Again! I’m back and trying to be a good homemaker. Because when you’ve lived in glistening hotels for two weeks, you realize your own pod isn’t quite so glistening when you come home to it. All of a sudden the dust that has collected since I won’t tell you when looks so obvious. Like why didn’t I see that before? And the baseboards! I didn’t even know what baseboards were until college. They’re these cute random ledges on the bottom of your walls that seem only to make themselves noticed when they need to be dusted.
Also, when you’ve eaten glorious New Zealand grass-fed cows and sheep (because that’s what normal cows and sheep eat, apparently, without trying to be fancy), served to you by resident Kiwis, your own semi-edible creations of who knows what seem much less appealing. But I’ve been inspired to keep learning how to do this thing called cooking. After all, just what is it that all those restaurant chefs have that I don’t have? Hours of training? Impeccable knife skills? Good creative and artistic sense? Whatever they have, I hope it’s communicable. Just two days ago, I made myself black bean soup. Not because I wanted to, but because I needed to survive. And beans have protein, guys, protein. Protein is to girls with ridiculously fast metabolism and quickly returning hunger, as, as, a good fly trap is to a fly. Sticks to the insides. Sorry. So this black bean soup consisted of items that were still edible in my pantry after our trip (whoever invented canning, bless you).
Let me tell you what was in it:
- Black beans (drained, rinsed. Why we need to rinse and drain our beans, I’m not sure, but the recipes all say to do it, so I do)
- Chicken broth (the use within 5-7 days kind, let’s hope I use it within 5-7 days!)

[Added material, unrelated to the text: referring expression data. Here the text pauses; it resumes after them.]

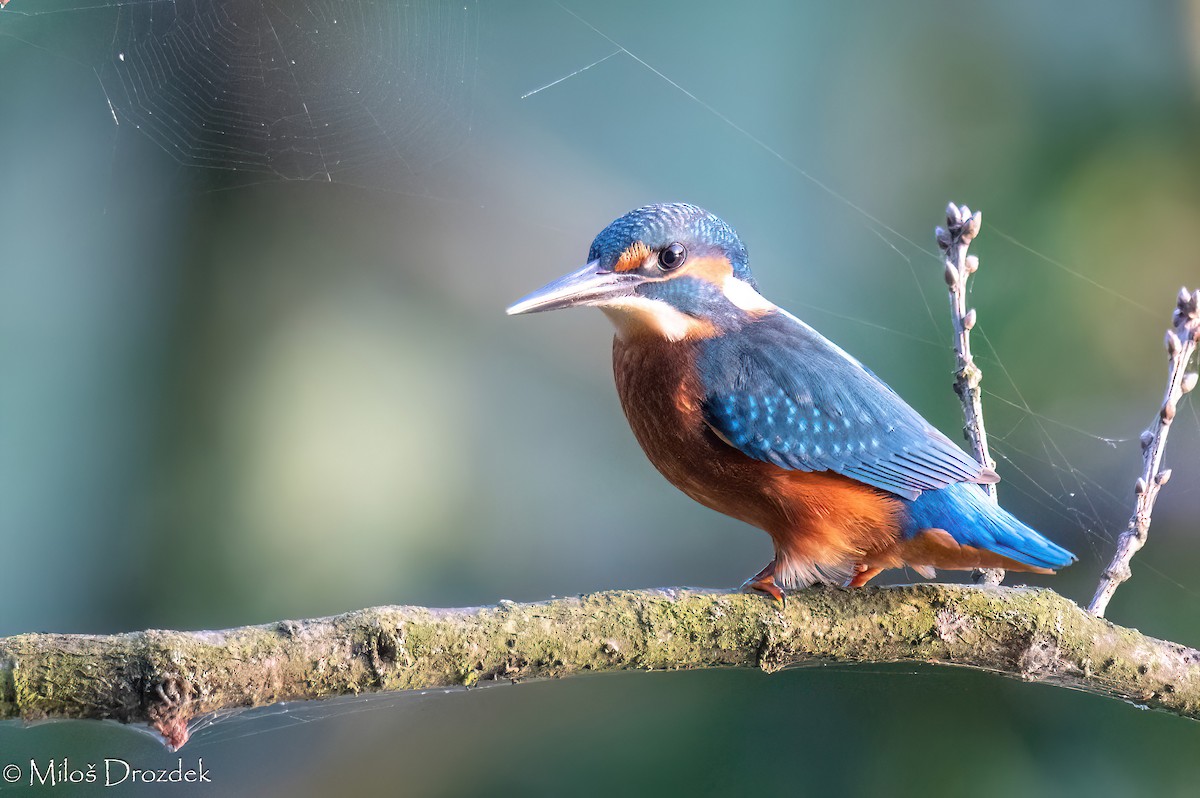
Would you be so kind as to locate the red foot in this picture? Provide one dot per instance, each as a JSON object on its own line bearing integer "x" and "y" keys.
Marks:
{"x": 765, "y": 582}
{"x": 863, "y": 574}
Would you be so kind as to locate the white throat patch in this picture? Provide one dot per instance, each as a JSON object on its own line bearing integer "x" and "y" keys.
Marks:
{"x": 634, "y": 316}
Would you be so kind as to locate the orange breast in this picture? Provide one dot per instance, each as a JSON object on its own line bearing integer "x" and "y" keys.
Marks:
{"x": 814, "y": 517}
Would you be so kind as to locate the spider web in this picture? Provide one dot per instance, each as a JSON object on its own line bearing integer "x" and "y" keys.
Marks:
{"x": 321, "y": 89}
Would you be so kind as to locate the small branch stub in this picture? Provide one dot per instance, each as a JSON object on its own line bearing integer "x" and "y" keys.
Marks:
{"x": 1181, "y": 345}
{"x": 961, "y": 227}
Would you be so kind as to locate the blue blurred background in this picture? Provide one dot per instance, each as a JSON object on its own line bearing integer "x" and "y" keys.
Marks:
{"x": 253, "y": 262}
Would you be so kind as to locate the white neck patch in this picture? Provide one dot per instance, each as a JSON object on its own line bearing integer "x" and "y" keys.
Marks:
{"x": 744, "y": 297}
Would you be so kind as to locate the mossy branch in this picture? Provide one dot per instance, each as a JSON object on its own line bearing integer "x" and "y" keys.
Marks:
{"x": 168, "y": 678}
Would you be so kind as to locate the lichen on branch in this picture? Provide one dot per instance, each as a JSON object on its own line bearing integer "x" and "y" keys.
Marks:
{"x": 169, "y": 678}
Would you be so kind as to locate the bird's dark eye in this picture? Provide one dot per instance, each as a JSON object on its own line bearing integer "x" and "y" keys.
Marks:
{"x": 672, "y": 257}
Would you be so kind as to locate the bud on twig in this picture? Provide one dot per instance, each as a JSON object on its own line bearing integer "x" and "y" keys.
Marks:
{"x": 1173, "y": 343}
{"x": 943, "y": 238}
{"x": 952, "y": 276}
{"x": 972, "y": 227}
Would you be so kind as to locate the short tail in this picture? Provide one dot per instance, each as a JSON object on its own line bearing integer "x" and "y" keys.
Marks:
{"x": 965, "y": 513}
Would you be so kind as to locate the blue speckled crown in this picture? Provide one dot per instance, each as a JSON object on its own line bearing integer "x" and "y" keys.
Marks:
{"x": 659, "y": 226}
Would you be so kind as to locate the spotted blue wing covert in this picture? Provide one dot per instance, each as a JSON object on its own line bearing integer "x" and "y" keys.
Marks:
{"x": 781, "y": 393}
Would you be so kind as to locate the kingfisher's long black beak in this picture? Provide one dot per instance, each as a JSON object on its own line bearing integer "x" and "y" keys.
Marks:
{"x": 588, "y": 286}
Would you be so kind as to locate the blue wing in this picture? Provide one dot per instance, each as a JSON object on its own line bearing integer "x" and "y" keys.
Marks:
{"x": 781, "y": 393}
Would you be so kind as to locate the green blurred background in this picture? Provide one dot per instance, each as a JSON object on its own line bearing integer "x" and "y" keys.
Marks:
{"x": 238, "y": 387}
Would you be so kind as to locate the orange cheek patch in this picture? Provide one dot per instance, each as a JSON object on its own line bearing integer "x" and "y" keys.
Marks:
{"x": 633, "y": 257}
{"x": 711, "y": 269}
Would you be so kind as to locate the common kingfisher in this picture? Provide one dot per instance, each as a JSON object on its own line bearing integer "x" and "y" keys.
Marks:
{"x": 753, "y": 413}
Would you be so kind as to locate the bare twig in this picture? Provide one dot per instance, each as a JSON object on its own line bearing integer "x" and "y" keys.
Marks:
{"x": 961, "y": 227}
{"x": 1181, "y": 345}
{"x": 168, "y": 678}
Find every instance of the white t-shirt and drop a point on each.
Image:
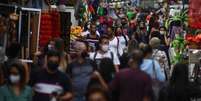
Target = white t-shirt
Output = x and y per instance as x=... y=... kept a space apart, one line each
x=122 y=43
x=113 y=45
x=105 y=55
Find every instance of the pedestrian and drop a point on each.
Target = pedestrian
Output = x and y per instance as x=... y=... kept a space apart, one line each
x=113 y=41
x=16 y=89
x=132 y=84
x=49 y=84
x=64 y=57
x=81 y=71
x=97 y=94
x=123 y=40
x=149 y=64
x=179 y=87
x=160 y=56
x=92 y=37
x=153 y=69
x=164 y=37
x=13 y=54
x=104 y=52
x=103 y=75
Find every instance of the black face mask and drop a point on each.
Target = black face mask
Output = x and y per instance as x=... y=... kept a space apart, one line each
x=53 y=66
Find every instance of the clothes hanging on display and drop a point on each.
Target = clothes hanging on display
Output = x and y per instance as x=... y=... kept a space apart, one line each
x=50 y=26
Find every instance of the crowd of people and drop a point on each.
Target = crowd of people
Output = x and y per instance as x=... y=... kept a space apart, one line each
x=124 y=61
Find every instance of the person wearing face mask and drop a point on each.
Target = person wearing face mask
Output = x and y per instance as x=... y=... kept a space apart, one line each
x=92 y=37
x=104 y=52
x=113 y=41
x=16 y=88
x=81 y=71
x=165 y=39
x=49 y=84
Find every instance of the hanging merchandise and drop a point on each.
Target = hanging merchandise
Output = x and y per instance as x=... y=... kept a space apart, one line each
x=194 y=14
x=50 y=26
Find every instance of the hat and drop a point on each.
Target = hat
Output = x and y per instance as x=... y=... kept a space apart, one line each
x=155 y=42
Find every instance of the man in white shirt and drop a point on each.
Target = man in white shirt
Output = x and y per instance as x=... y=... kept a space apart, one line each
x=104 y=52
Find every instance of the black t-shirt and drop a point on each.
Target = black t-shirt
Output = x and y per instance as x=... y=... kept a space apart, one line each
x=45 y=84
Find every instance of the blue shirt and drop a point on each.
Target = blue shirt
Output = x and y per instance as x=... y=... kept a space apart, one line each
x=147 y=66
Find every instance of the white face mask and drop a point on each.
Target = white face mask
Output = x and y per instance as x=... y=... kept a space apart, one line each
x=14 y=79
x=105 y=48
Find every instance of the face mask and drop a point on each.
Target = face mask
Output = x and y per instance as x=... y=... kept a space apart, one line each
x=14 y=79
x=105 y=48
x=162 y=32
x=84 y=54
x=53 y=66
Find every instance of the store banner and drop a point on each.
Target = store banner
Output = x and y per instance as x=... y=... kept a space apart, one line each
x=195 y=14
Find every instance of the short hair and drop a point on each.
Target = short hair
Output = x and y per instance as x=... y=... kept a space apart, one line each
x=155 y=42
x=146 y=50
x=102 y=38
x=97 y=90
x=52 y=53
x=21 y=69
x=163 y=27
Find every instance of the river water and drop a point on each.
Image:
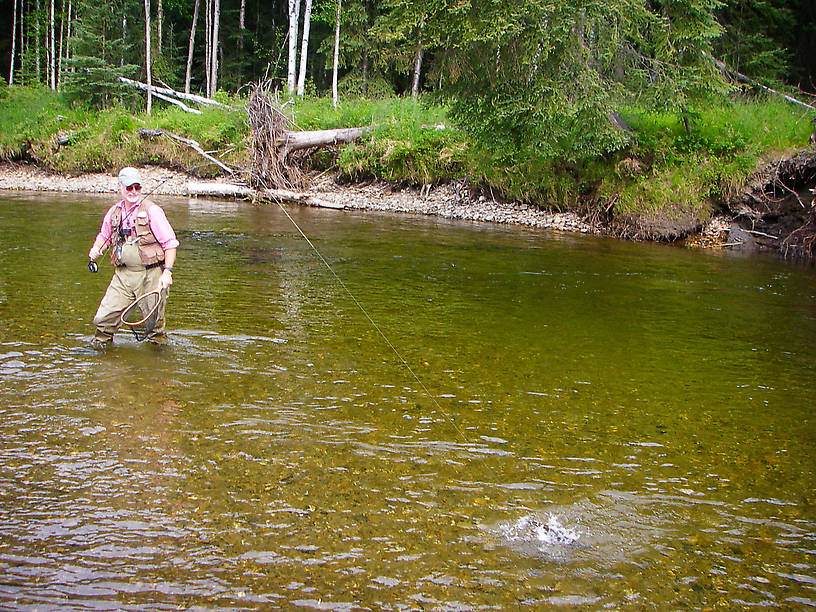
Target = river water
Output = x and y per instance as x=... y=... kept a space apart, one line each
x=438 y=415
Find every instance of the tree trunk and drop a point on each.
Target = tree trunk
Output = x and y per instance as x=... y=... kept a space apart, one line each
x=417 y=64
x=241 y=24
x=214 y=52
x=190 y=48
x=61 y=43
x=13 y=43
x=147 y=58
x=159 y=22
x=336 y=54
x=294 y=15
x=37 y=41
x=68 y=31
x=23 y=36
x=207 y=45
x=307 y=17
x=173 y=92
x=52 y=57
x=296 y=141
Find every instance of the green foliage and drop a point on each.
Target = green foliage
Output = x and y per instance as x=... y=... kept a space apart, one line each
x=406 y=154
x=32 y=119
x=757 y=38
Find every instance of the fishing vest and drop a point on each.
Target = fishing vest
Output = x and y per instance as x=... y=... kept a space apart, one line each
x=150 y=251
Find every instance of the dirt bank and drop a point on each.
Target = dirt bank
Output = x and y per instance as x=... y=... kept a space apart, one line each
x=742 y=223
x=451 y=201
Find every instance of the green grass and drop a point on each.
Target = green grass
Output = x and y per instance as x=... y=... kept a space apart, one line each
x=663 y=166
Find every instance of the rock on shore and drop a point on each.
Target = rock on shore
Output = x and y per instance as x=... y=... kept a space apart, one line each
x=449 y=201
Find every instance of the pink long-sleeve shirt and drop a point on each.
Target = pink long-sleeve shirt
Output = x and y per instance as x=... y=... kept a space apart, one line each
x=159 y=224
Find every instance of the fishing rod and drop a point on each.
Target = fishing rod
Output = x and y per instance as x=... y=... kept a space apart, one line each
x=374 y=324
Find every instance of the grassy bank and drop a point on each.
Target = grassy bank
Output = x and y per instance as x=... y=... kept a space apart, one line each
x=665 y=169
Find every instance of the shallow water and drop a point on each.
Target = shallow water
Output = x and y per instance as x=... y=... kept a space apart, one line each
x=498 y=418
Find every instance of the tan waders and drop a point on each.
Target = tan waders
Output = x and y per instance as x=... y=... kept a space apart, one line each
x=129 y=282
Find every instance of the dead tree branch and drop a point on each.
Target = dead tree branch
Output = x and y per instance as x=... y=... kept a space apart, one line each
x=190 y=143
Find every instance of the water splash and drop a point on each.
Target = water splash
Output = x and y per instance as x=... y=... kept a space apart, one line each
x=540 y=536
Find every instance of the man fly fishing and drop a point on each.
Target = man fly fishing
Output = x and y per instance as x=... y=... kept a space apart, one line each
x=143 y=253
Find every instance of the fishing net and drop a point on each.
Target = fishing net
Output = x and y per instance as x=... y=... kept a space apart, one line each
x=142 y=314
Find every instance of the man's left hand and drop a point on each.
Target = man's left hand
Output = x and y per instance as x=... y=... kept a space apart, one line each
x=166 y=279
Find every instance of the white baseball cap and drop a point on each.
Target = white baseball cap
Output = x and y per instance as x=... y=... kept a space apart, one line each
x=129 y=176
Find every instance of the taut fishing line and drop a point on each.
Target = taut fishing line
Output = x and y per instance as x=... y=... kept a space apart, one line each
x=373 y=323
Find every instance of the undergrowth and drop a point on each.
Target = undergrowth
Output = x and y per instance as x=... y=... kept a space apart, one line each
x=411 y=142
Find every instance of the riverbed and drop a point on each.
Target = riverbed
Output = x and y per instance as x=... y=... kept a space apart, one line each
x=403 y=412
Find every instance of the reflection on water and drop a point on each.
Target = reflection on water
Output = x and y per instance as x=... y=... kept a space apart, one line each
x=613 y=425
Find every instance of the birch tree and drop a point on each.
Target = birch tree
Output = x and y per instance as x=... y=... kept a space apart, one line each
x=13 y=42
x=52 y=59
x=147 y=58
x=307 y=18
x=417 y=63
x=190 y=47
x=336 y=60
x=241 y=24
x=294 y=16
x=216 y=20
x=159 y=24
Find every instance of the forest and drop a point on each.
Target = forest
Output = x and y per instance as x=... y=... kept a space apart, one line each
x=572 y=103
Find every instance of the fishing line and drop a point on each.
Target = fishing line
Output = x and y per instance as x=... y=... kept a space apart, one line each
x=374 y=324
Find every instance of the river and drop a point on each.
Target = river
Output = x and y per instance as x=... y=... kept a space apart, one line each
x=429 y=415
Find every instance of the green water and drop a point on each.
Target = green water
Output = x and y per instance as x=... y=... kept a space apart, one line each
x=654 y=405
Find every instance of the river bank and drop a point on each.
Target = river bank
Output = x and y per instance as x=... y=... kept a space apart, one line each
x=450 y=201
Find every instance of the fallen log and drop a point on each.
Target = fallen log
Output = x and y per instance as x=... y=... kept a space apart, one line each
x=296 y=141
x=190 y=143
x=230 y=190
x=172 y=92
x=749 y=81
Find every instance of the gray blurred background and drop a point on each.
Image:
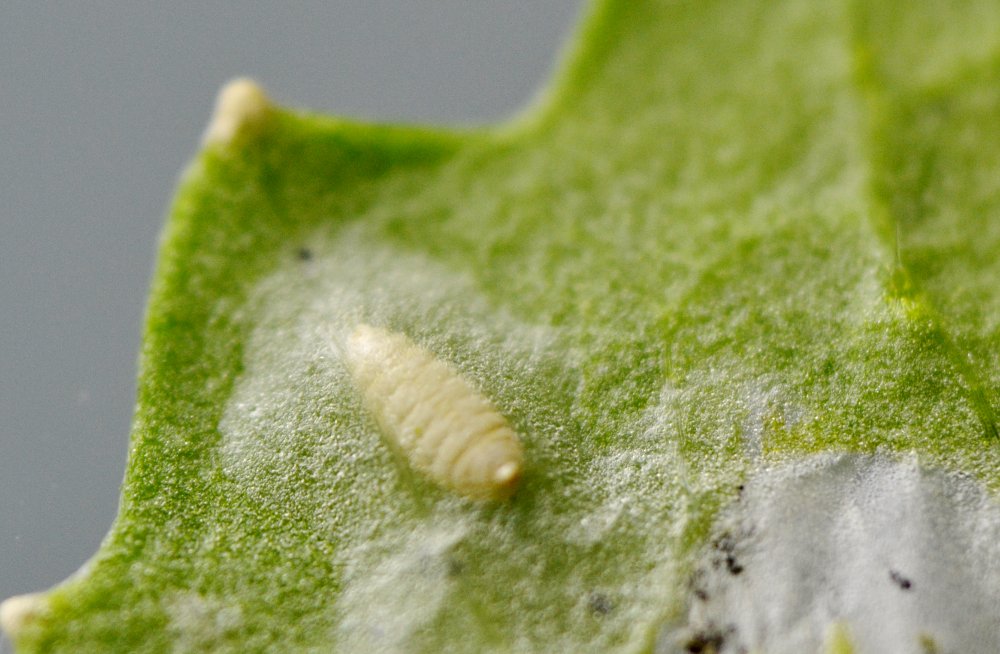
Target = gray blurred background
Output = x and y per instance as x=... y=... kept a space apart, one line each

- Lemon juice (because I found out that practically everything tastes better with a fresh lemon squeezed onto it, so why not my soup? And acid might brighten up the beans)
- A generous pinch of SALT (FINALLY, I learned, salt is not to be forgotten folks)
It was interesting, semi-edible as I expected, but not edible enough that I would feed the hubby with it. So I bought him pho.
Anyway, today, I decided to make a salad, and since I’m tired of store-bought dressings with who knows what natural flavoring or color in there (rumor has it that Raspberry Nestea is flavored with the secretions of beavers but apparently that is “mostly false”), I decided it couldn’t be too hard to make a vinaigrette. A friend on the phone suggested I add some sesame oil to that vinaigrette, and so I experimented with some rice vinegar, olive oil, sesame oil, and salt, in artistic ratios meaning, arbitrary and according to my heart’s desire.
But this helped me, along with some finger licking! Thanks to that website, I may have gotten the proportions right!
Oops, dumplings been in the pot for too long.. gotta go!